Segolene Royal attacks Paris Match over photos
France has strict privacy laws that theoretically ban the press from publishing details of personalities' private lives without their permission, although magazines often break the rules and pay the resulting fines.Paris -- French politician Segolene Royal will go to court to seek damages after news weekly Paris Match published pictures of her walking hand in hand with a man in a Spanish street, she said Thursday.
This week's cover story shows Royal, the defeated Socialist candidate in France's 2007 presidential election, enjoying a private moment in Marbella with a man described as a little-known 58-year-old board games publisher.
France has strict privacy laws that theoretically ban the press from publishing details of personalities' private lives without their permission, although magazines often break the rules and pay the resulting fines.
"They are stolen photos, once again,” Royal, 55, told reporters at a news conference to launch a solar energy strategy for her region Poitou-Charentes. “It might be nice if I could get a little peace and quiet."
Royal emphasized that this event was not an isolated one, "It's not the first time that Match has stolen pictures,” she said. “I've warned them before but never made a complaint. Since they're starting again, I think I'll make sure that the law is enforced."
Royal's friend and lawyer Jean-Pierre Mignard told Europe 1 radio that he would make a complaint against Paris Match for having invaded her privacy.
"We won't let this pass," he warned, accusing unnamed forces of conspiring to undermine his client's political work by turning her public image into that of a celebrity rather than that of a serious campaigner.
Mignard suggested the photographs had been taken to distract attention from Royal's visit to Pointe-a-Pitre on the French Caribbean island of Guadeloupe in support of protests to demand better living standards there.
The magazine denounced the complaint as hypocritical.
"In going to Guadeloupe in a personal capacity, on the sidelines of the negotiations and without any Socialist Party mandate, Segolene Royal showed her desire to appear in the media ahead of upcoming elections," the editors wrote in a message on the magazine's website. "Why would photographers be welcome to cover her in Pointe-a-Pitre and not in the streets of a Spanish resort? Let's put an end to this hypocrisy."
The editors also said they did cover Royal as a political figure. "Segolene Royal has appeared on the cover of Paris Match seven times in the course of the past two years,” they said. “The first time, on October 5, 2006, it was under the title 'The irresistible rise.'”
Paris Match published three photos of Royal and her friend. Both wear dark glasses but neither appear to notice or seek to avoid the camera.
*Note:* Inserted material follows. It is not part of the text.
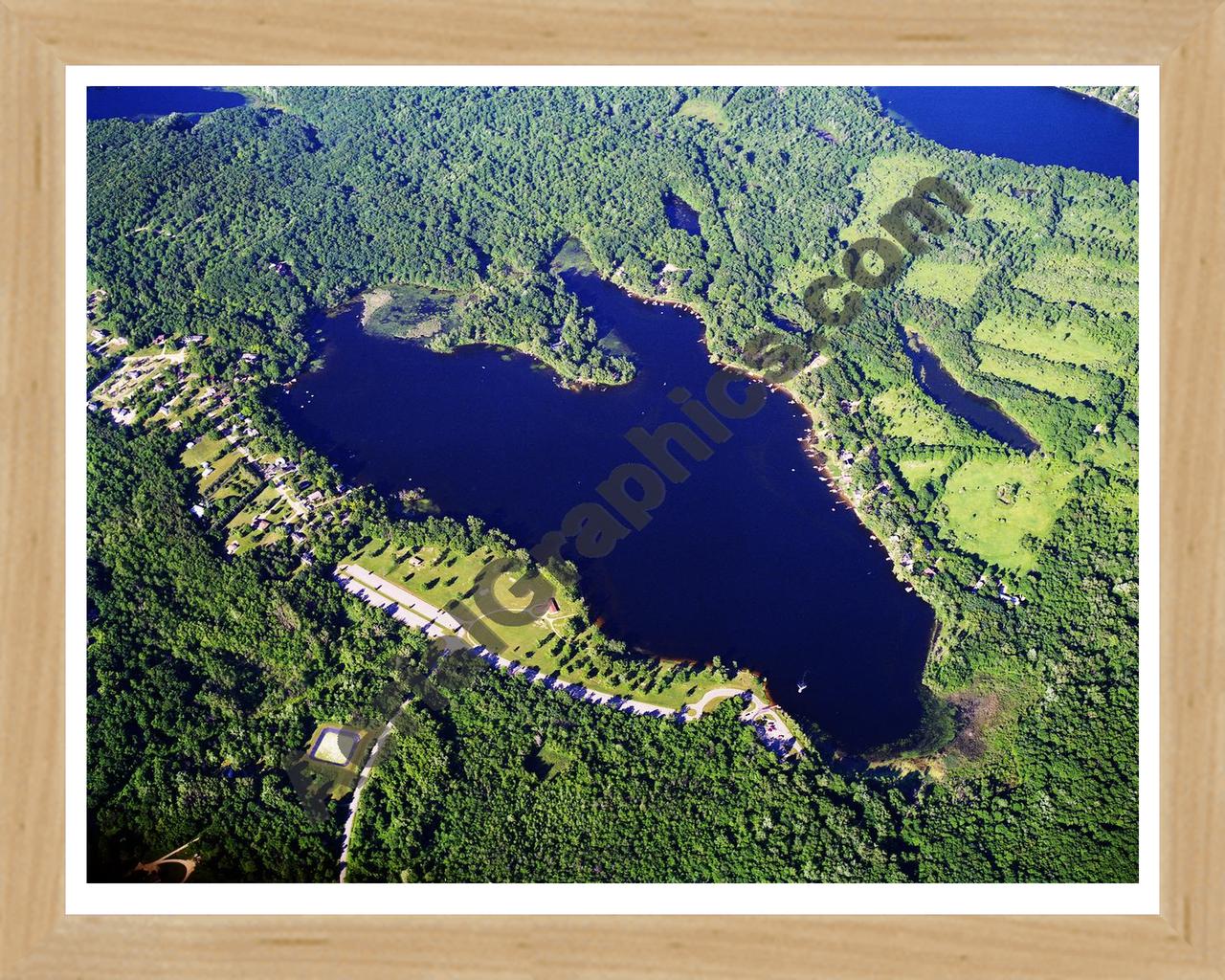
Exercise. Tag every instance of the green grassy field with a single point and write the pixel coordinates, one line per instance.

Royal is wearing her trademark blue tunic over blue trousers, a look she unveiled in September when she staged a rally for 4,000 supporters at a Paris concert venue during her failed campaign for the Socialist leadership.
The other pictures that accompany the article are a warm tribute to Royal's independent spirit. The pictures show her at work meeting strike leaders in Guadeloupe last week and attending the funeral of a slain labour activist.
Royal, a mother of four, split from long-term partner Francois Hollande, who was then the Socialist Party’s general secretary, a few weeks after she was defeated by President Nicolas Sarkozy in the 2007 election.